The national push to grade schools has slammed into an unexpected roadblock, causing even supporters to question the validity of the widely celebrated A-F system that Florida started 14 years ago.
Thank former Florida Education Commissioner Tony Bennett.
“This conversation was coming,” said Anne Hyslop, an education policy analyst for the nonpartisan New America Foundation. “The actions of Tony Bennett and his staff, and what happened in Indiana, made it come sooner. ...
“What happened in Indiana undermined a lot of the accountability principles that Tony Bennett seemed to want to uphold.”
In his zeal to ensure the credibility of a fledgling grading system in Indiana, Bennett decided to tweak the formula as state superintendent in 2012 when it became clear that one school — run by a political supporter — wasn’t on track for the A grade he believed it deserved.
The story exploded last week, just days after Bennett conducted a more public rejiggering of Florida’s school grading system. He resigned Thursday, leaving questions about whether A-F school grading can be fair and equitable.
Emboldened critics are calling for school grading to end.
“The events of the past month prove that it is subject to public and private manipulation by politicians,” Christine Bramuchi of Fund Education Now, a Central Florida group, said in a news release. “It is an unfair and arbitrary system that hurts children, teachers and our state.”
The teachers union in Indiana called for an immediate suspension of their state’s grading.
Joining the chorus of concern, although at a lower pitch, were some national policy analysts who in the past had offered some of the most full-throated support for school grades as the policy spread across the country.
“I don’t know that we’ve been careful enough or transparent enough about what is driving these school grades,” said Michael Petrilli, executive vice president at the right-leaning Thomas B. Fordham Institute.
Petrilli said Bennett’s actions in Indiana highlighted that school grades often are based on judgment calls.
“We should be clear about that, and then be cautious about what decisions we make with them,” he said. “We might need to be more careful about tying high stakes to them.”
In Florida, schools stand to get or lose money based on their grades. Teachers and principals can lose their jobs because of the grades.

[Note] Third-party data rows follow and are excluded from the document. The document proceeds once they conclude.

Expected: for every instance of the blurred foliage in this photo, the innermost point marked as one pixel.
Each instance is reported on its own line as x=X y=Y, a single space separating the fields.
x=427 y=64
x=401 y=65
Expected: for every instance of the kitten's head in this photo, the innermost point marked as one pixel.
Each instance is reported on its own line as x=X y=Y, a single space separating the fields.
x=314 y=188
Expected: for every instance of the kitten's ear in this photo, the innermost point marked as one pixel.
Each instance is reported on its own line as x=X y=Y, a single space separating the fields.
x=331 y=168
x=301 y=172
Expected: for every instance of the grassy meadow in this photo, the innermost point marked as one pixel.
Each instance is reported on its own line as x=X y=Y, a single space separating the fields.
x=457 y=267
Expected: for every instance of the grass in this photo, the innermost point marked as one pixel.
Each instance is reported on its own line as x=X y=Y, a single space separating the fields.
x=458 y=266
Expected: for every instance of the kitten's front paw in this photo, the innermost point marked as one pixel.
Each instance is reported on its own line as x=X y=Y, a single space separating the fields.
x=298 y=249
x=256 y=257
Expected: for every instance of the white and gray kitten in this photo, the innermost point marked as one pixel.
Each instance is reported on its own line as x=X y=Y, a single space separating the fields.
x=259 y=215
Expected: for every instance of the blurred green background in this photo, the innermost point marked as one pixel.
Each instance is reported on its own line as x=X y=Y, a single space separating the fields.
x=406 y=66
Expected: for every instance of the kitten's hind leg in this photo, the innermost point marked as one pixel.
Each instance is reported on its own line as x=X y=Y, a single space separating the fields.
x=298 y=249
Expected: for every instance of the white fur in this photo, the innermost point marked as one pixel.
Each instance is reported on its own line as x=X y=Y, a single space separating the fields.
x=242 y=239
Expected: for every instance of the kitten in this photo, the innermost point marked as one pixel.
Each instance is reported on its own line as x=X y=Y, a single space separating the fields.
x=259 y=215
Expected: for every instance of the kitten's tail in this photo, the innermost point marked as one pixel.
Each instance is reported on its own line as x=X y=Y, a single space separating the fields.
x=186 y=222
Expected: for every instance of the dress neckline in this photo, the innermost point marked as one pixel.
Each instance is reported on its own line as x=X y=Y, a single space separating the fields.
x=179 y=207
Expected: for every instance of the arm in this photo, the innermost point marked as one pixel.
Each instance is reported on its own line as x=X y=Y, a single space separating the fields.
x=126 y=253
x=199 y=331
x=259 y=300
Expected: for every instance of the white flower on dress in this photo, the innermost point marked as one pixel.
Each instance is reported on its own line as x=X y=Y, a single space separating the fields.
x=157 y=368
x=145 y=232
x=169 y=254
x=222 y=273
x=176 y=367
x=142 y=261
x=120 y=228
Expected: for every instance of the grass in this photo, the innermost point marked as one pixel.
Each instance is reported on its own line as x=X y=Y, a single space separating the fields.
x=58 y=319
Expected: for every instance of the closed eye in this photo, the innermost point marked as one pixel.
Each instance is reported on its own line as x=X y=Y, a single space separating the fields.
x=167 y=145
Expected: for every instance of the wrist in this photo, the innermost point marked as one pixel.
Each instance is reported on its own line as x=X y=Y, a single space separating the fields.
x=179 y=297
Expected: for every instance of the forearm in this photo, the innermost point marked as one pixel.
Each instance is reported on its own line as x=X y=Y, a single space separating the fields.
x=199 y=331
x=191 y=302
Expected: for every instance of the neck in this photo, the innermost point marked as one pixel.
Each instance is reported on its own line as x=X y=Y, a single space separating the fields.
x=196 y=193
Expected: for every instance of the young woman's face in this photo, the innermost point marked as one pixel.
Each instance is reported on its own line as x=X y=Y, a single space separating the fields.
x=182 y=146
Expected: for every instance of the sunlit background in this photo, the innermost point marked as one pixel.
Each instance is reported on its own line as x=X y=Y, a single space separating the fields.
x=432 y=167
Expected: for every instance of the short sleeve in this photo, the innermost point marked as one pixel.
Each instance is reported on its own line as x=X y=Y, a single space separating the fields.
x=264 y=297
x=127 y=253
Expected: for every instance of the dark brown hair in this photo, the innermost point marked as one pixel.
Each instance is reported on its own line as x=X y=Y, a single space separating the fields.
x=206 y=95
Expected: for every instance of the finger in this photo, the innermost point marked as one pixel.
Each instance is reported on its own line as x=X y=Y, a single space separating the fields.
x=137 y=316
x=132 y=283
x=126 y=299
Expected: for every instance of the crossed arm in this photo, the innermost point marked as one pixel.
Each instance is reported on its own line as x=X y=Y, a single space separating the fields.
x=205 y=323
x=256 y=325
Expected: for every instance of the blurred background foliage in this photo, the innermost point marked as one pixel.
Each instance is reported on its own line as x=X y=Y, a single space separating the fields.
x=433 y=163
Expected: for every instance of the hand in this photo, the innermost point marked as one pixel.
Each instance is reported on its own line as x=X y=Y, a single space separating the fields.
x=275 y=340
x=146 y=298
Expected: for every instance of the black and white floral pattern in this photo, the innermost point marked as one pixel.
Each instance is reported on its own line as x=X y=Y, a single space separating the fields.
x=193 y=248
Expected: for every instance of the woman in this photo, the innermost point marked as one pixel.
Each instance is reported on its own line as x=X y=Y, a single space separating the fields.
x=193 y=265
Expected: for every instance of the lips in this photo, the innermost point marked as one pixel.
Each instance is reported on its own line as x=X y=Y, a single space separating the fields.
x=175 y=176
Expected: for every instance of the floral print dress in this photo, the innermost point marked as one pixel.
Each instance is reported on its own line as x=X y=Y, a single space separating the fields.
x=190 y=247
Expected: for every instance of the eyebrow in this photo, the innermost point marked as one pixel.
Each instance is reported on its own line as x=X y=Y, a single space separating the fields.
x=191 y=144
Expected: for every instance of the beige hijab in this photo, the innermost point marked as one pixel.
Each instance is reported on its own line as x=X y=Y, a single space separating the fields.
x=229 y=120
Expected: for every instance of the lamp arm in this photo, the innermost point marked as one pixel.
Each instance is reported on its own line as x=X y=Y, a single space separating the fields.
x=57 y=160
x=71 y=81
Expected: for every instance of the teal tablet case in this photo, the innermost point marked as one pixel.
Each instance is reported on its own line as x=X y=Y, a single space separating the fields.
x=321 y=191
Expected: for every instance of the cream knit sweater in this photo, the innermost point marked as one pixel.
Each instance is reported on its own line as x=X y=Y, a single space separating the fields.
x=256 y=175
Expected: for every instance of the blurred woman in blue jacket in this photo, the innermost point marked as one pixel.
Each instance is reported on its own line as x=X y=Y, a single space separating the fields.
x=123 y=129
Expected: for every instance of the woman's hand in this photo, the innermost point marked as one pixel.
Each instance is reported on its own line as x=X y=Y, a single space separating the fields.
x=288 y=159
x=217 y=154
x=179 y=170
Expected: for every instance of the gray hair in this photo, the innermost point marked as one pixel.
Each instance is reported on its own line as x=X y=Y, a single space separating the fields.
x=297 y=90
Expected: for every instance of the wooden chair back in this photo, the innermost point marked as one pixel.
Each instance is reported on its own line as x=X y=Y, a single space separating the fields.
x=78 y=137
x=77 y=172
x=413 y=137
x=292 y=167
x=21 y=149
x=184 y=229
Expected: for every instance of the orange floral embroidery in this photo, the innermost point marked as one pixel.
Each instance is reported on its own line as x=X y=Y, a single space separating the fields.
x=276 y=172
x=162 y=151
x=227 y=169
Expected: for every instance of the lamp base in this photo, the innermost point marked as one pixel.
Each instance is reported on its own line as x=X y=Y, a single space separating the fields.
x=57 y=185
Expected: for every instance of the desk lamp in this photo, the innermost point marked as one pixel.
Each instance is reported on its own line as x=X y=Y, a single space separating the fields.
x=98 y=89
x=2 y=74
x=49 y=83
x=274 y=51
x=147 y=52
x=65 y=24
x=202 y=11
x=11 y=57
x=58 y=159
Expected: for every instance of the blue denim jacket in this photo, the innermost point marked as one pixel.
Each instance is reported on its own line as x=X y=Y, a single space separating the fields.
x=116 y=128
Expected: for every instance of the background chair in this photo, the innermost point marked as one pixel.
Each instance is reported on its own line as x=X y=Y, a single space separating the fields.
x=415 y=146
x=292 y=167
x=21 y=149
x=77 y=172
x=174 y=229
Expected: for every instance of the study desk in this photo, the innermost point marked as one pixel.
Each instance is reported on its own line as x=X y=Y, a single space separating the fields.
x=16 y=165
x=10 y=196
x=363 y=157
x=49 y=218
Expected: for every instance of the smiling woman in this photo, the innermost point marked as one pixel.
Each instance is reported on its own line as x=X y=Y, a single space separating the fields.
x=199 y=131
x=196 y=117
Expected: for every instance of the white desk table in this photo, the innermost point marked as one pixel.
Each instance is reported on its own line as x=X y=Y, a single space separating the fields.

Families market their homes based on the grades.
A LOT ON THE LINE
With so much on the line, Petrilli suggested, “We have got to be really sure that we are identifying these schools correctly.”
It’s more of an art than a science, said Andy Smarick, a former New Jersey deputy education commissioner who has helped create some models.
“No matter which components you put in the system, no matter how you weight them, you are always going to have some schools that pop up” as seeming to be graded against common sense, Smarick said.
“Schools are really complicated organizations, and when you try to simplify them down to a single letter grade, this is one of the consequences.”
Offering single grades might help parents and the public identify schools with high performance on the measures, he said, but “you are going to miss part of the story.”